“Of course,” she began, “if you really think that I don’t know the difference between the report of a pistol and a rifle shot—”
He interrupted her.
“I was wrong,” he confessed. “Forgive me. You see, my head was a little turned. Some one did deliberately fire at me, and I believe it was from a grey racing-car. I couldn’t see who was driving it and it was out of sight almost at once.”
“But I never heard of such a thing!” she exclaimed. “Why on earth should they fire at you? You haven’t any enemies, have you?”
“Not that I know of,” he assured her.
She stepped from the car and came lightly over to his side.
“Take your handkerchief away,” she ordered. “Don’t be foolish. You forget that I am a certificated nurse.”
He raised his handkerchief and she looked for a moment at the long scar. Her face grew serious.
“Another half-inch,” she murmured,—“Hugh, what an abominable thing! A deliberate attempt at murder here, at nine o’clock in the morning, in the Park! I can’t understand it.”
“Well, I’ve been under fire before,” he remarked, smiling.
“Get into my car at once,” she directed. “I’ll drive you to a chemist’s and put something on that. You can’t go about as you are, and it will have healed up then in a day or two.”
He obeyed at once and she drove off.
“Of course, I’m a little bewildered about it still,” she went on. “I suppose you ought to go to the police-station. It was really a deliberate attempt at assassination, wasn’t it? If you had been—”
She paused and he completed her sentence with a humorous twinkle in his eyes.
“If I had been a person of importance, eh? Well, you see, even I must have been in somebody’s way.”
She drove in silence for some little distance.
“Hugh,” she asked abruptly, “why did the War Office send you down to Market Burnham after that Zeppelin raid?”
His face was suddenly immovable. He turned his head very slightly.
“Did Granet tell you that?”
She nodded.
“Captain Granet came to see me yesterday afternoon. He seemed as much surprised as I was. You were a little hard on him, weren’t you?”
“I think not!”
“But why were you sent down?” she persisted. “I can’t imagine what you have to do with a Zeppelin raid.”
He shrugged his shoulders.
“I really don’t think it is worth while your bothering about the bandage,” he said.

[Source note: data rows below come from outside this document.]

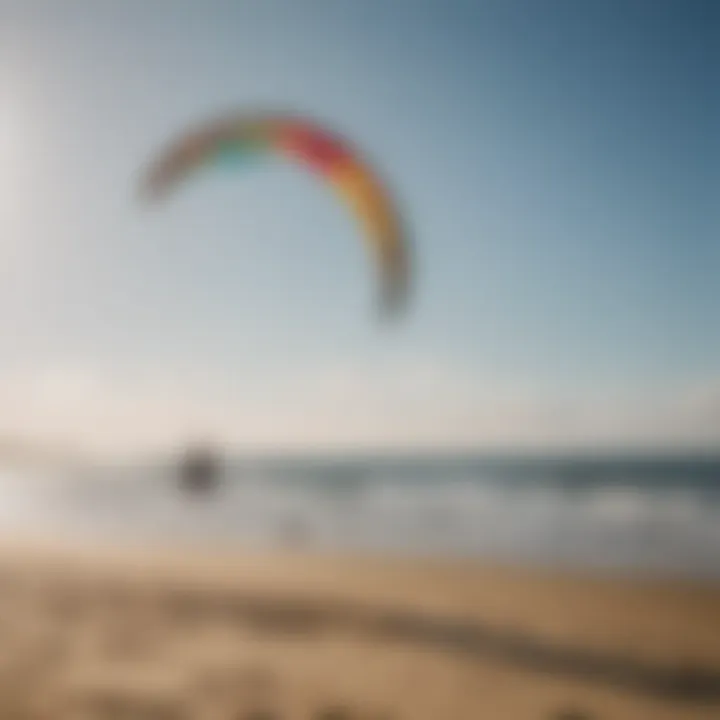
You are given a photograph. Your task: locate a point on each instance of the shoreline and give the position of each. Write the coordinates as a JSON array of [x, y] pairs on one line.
[[630, 647]]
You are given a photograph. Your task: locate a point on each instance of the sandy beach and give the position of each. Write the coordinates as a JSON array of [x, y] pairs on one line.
[[130, 634]]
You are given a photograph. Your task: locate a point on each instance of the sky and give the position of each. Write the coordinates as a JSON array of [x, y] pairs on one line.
[[557, 163]]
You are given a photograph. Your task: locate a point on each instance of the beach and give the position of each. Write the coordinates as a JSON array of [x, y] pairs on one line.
[[94, 632]]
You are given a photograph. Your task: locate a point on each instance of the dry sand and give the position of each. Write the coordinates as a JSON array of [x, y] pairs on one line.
[[177, 635]]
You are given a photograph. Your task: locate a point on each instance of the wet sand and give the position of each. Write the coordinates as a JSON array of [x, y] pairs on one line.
[[101, 634]]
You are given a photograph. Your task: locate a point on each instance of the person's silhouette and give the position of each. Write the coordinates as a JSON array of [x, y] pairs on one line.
[[199, 469]]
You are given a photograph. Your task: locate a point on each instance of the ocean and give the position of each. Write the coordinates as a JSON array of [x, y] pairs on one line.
[[651, 515]]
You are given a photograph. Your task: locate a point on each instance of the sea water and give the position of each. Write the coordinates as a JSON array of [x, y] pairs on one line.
[[647, 514]]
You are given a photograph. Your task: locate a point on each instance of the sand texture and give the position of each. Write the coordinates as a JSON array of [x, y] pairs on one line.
[[180, 636]]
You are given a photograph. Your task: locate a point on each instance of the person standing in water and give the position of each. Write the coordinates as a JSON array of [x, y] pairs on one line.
[[200, 470]]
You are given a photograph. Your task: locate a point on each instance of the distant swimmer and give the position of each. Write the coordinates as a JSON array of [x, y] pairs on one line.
[[200, 470]]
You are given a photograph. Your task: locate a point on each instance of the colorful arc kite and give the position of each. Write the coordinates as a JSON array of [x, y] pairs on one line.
[[315, 147]]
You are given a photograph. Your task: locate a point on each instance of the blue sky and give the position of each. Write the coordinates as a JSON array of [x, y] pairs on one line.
[[557, 162]]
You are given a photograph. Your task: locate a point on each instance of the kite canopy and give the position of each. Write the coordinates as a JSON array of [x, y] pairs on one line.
[[248, 136]]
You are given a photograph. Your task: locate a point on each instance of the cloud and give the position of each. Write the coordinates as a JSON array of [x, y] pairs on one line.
[[405, 403]]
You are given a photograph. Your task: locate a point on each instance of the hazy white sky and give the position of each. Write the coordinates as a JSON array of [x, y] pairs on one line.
[[557, 162]]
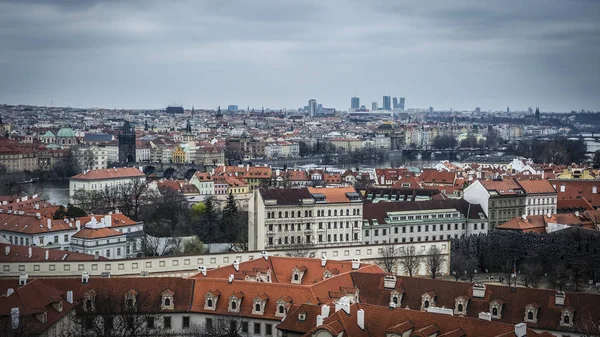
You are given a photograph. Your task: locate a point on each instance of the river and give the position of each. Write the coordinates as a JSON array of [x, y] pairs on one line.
[[57, 191]]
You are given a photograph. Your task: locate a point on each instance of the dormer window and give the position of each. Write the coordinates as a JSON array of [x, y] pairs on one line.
[[566, 317], [460, 305], [130, 298], [427, 300], [531, 311], [496, 308], [259, 304], [167, 300], [88, 300]]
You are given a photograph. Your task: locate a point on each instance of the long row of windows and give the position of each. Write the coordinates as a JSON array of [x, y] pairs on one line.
[[309, 213]]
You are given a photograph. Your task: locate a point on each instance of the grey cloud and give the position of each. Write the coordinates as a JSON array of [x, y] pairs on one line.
[[280, 53]]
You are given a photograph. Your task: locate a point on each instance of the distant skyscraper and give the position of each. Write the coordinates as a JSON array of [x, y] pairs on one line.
[[387, 103], [354, 103], [127, 144], [312, 107]]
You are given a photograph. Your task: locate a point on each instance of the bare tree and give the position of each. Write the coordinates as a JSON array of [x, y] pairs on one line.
[[390, 255], [223, 326], [110, 313], [410, 260], [434, 261]]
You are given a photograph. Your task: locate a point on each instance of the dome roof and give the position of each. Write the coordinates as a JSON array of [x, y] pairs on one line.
[[65, 132]]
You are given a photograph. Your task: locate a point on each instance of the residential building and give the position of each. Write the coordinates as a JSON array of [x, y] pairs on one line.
[[322, 216], [501, 200], [421, 221], [203, 182], [90, 157], [540, 197], [98, 179]]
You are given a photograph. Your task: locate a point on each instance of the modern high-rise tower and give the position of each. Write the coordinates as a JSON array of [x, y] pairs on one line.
[[354, 103], [312, 107], [387, 103], [127, 144]]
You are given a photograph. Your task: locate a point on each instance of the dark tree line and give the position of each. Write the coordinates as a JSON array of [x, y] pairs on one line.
[[566, 259], [558, 151]]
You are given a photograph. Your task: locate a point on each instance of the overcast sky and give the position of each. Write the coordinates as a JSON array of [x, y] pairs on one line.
[[276, 53]]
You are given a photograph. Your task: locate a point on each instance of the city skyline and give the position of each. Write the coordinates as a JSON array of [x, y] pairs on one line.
[[268, 54]]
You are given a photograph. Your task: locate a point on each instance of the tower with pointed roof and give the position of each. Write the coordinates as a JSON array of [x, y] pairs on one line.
[[188, 136], [127, 146]]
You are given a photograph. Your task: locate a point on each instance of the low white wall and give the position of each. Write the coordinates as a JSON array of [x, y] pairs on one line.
[[185, 265]]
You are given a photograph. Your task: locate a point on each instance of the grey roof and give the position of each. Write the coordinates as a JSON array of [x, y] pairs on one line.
[[97, 137]]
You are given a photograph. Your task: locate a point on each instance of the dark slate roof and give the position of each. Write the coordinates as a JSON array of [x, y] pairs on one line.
[[289, 196], [378, 210], [97, 137]]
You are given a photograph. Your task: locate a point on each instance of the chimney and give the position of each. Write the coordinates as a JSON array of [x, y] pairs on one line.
[[319, 320], [14, 318], [23, 279], [264, 254], [389, 281], [485, 316], [559, 298], [479, 290], [360, 319], [521, 330]]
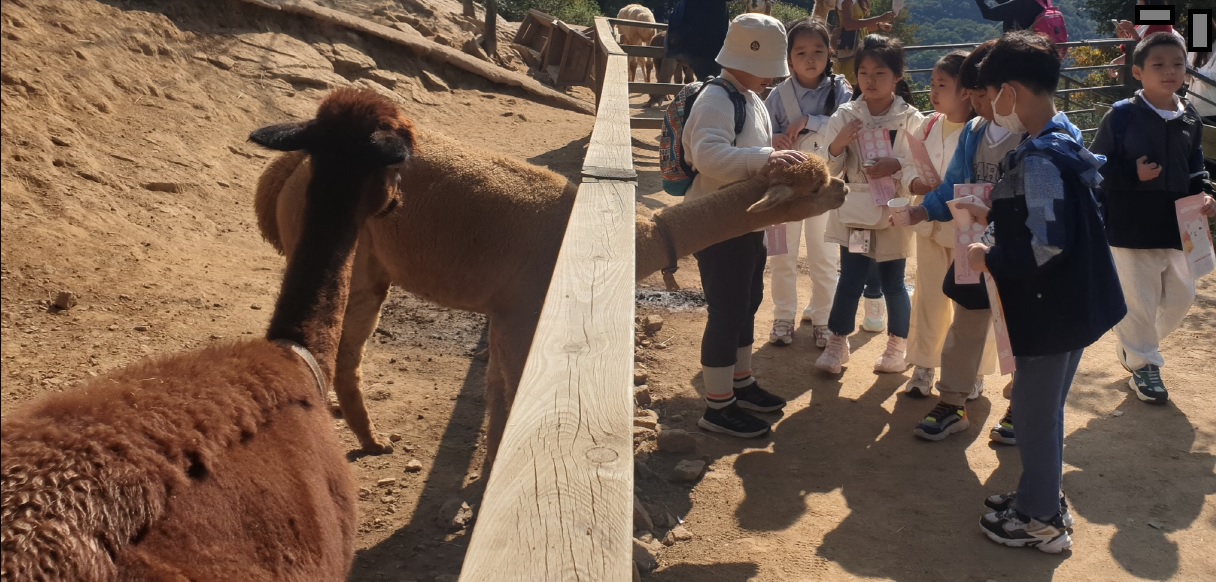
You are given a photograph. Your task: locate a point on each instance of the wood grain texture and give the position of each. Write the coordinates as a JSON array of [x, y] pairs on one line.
[[558, 504]]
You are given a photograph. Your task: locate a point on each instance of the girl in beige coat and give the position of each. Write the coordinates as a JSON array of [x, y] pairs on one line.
[[862, 227]]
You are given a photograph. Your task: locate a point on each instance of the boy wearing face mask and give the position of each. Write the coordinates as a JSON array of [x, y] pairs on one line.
[[1054, 276]]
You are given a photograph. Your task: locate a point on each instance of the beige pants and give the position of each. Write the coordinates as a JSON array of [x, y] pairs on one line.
[[969, 346], [932, 310]]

“Hugh, you make me so angry!” she exclaimed. “Of course, you may say that I haven’t the right to ask, but still I can’t see why you should be so mysterious. . . . Here’s the chemist’s. Now come inside with me, please.”
He followed her obediently into the shop at the top of Trafalgar Square. She dressed his wound deftly and adjusted a bandage around his head.
“If you keep that on all day,” she said, “I think—but I forgot. I was treating you like an ordinary patient. Don’t laugh at me, sir. I am sure none of your professional nurses could have tied that up any better.”